See, I start it with a rope, most times, and when the points are worn they open a shade sooner, and it causes the engine to fire just a tad before top dead center instead of after, and the backfire can pull your knuckles back into the pulley.
So I tune it once a year, and since up until now I have been too cheap to buy a new battery (It usually gets a truck hand me down) it has made it much easier to start.
Still.
So Friday on the way home I used my phone to buy a battery and some cables at Autozone using paypal, and I got it all together Friday night. So nice to just push the button and start, I’ll tell you. Now I suppose I ought to go back to getting some work done with it.

I’m to the point of a new battery.
If I wait too long to cut the grass I’ve got to jump it from the truck.
I’ll need it this winter regardless.
But it costs money I don’t want to spend on it.
Yet.
An ojd Boat School classmate of mine had a retired 30′ open Bristol Bay gillnetter equipped with an Easthope five horsepressure one lunger which was started with a jillpoke stuck in a hole in the eighty lb. cast iron flywheel.

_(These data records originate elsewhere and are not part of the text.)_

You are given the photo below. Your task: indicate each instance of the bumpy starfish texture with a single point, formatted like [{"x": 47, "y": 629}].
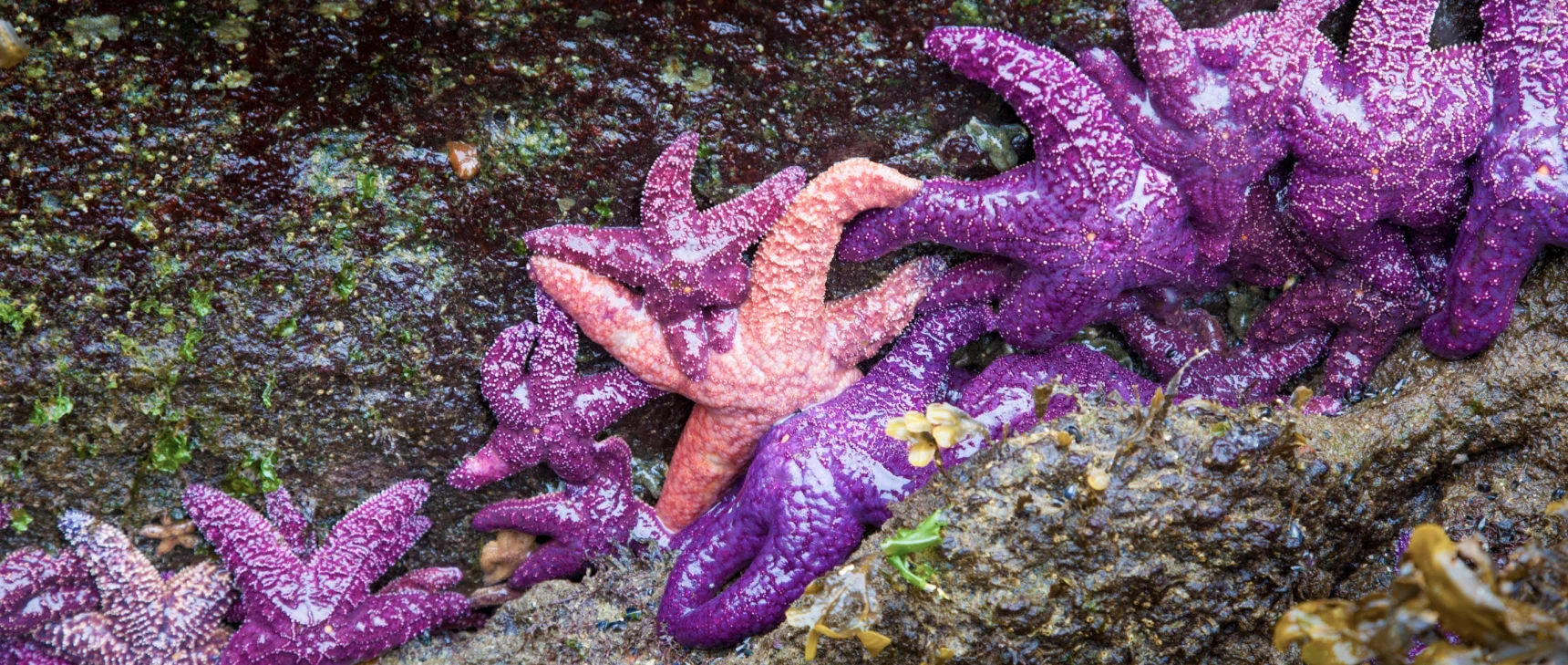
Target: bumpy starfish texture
[
  {"x": 1382, "y": 137},
  {"x": 36, "y": 588},
  {"x": 1191, "y": 344},
  {"x": 1522, "y": 178},
  {"x": 306, "y": 604},
  {"x": 546, "y": 410},
  {"x": 1087, "y": 220},
  {"x": 830, "y": 473},
  {"x": 687, "y": 262},
  {"x": 143, "y": 618},
  {"x": 583, "y": 521},
  {"x": 790, "y": 348},
  {"x": 1187, "y": 121},
  {"x": 1365, "y": 322}
]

He was attending to the carburation and fuel supply while I had flywheel duty. He said roll ‘er over, I did, the engine fired early, the jillpoke remained stuck in the flywheel for half a turn. That was sufficient to pull the jillpoke around through two strakes adjacent to the port side of the keel, and cut the keel in two and two strakes on the starboard side as well.
No fishing trip that day. I still have an uneasy feeling about big single cylinder engines of any stripe and will work endlessly to gob the job of cranking one off onto any passer by silly enough to try it.

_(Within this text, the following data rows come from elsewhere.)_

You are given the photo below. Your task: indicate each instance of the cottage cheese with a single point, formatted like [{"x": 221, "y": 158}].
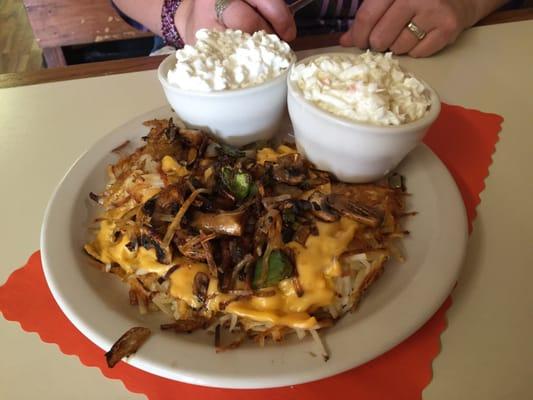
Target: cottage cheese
[
  {"x": 370, "y": 87},
  {"x": 229, "y": 60}
]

The boat sank in ten feet of water. We raised her, lifted her on the Boat School marine railway and effected repairs in about two weeks which wsa time enough to call Easthope and obtain information to repair the magneto and carburetor and learn the tuning procedure and specs. To the best of my knowlege the boat and it’s ancient engine are still in good health. Bless ’em.
That’s scary, and points and condenser are a LOT cheaper than an ER visit… Just sayin…

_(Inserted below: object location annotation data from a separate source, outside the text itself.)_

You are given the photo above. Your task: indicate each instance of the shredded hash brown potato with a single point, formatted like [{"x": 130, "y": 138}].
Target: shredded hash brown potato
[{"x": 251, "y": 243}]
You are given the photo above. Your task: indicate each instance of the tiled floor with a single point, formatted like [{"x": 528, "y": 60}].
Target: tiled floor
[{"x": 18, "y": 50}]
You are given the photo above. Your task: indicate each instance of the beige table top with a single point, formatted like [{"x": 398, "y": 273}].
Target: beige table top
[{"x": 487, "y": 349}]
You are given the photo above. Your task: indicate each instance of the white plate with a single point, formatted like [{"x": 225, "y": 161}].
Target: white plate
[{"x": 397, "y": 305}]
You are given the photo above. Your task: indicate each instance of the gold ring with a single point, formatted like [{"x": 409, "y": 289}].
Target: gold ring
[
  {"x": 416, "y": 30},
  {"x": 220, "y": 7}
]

Yer points shouldn’t wear that much in even 5 years….you don’t run the tractor enough.
If they are burning or pitted, then likely your capacitor is bad. OR there is something mechanical wrong and they are opening twice, or bouncing when they close.
THey should last about 300 hours before replacement, give or take. Unless the condenser goes bad, then they’ll die immediately.
You could always wet the surfaces with mercury….
The tractor is a 1964. Each season the points wear about .002. That’s enough to move the fire from after top dead center to before top dead center. Each year I clean them and adjust them in. I can tell how much they’ve worn by how the engine runs. I have changed the points exactly once due to wear, and the condenser works just fine. The engine will sit for a week, requires one pull to prime, and will start on the second pull every time, for forty five years that I have been using it, man and boy. If that kind of reliability means I’m doing it wrong, then I will continue to do it wrong, because it’s working fine for me.
Whoever makes a motorcycle-type kick-start adapter for the Brigss & Tecumsuh engines, will make a neat fortune, indeed.
No more wrenching one’s back with the accursed rope n’ recoil.
Besides, who doesn’t want to kick their lawnmower, just on principle?
Jim
Sunk New Dawn
Galveston, TX
45 years. I helped my friend take his 2002 JD water cooled Kawasaki twin apart Sat. Plastic oil pump gear came apart and stuck one rod and crank bearing. 1800 hours. The rest of the engine looked and measured perfect. The plastic gear looked like it just got brittle and broke. He thinks about a grand it will be running again.